To put it bluntly (and this is the confession): I have been in anal-retentive organizational heaven. The house is overrun with other humans who don't share my innate love of organization, mind you, so why wouldn't I be overjoyed to have a space where I can impart order to my heart's desire AND reasonably expect that it will be maintained. I relish the sight of the garage each time I open the door now and I can see my little world free of rampant entropy -- a tiny 23ft by 22ft space that is free from the chaos of the world beyond. It's pretty damned ideal for someone wired like me.

What am I gonna build? Whatever I want. I've done some tables and shelf units as well as smaller things like jewelry boxes and picture frames in the past. I'm planning to embark on more furniture down the road. But for now it's great to have the tools accessible and an orderly place to work.

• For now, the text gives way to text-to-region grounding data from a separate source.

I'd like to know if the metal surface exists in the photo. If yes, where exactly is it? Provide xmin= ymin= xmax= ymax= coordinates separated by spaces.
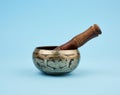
xmin=33 ymin=46 xmax=80 ymax=75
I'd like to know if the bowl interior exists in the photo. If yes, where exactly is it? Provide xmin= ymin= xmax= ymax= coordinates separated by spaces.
xmin=36 ymin=46 xmax=77 ymax=50
xmin=36 ymin=46 xmax=57 ymax=50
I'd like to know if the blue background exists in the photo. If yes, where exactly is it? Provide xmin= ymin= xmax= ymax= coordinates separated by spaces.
xmin=0 ymin=0 xmax=120 ymax=95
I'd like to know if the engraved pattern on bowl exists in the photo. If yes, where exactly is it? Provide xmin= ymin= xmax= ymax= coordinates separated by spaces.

Our house is nearing the century mark in age after all and I hope to invest time and energy toward keeping it going for another 100 years. Productivity is all well and good, but it's also great to have a place to open the doors, survey some little accomplishments, dream of grand new projects and drink a few beers.

Open the doors and windows. Smell the cool air and soak in the wonderful warmth of the sun. Plan a project. Drink a beer. Enjoy the early fall, folks.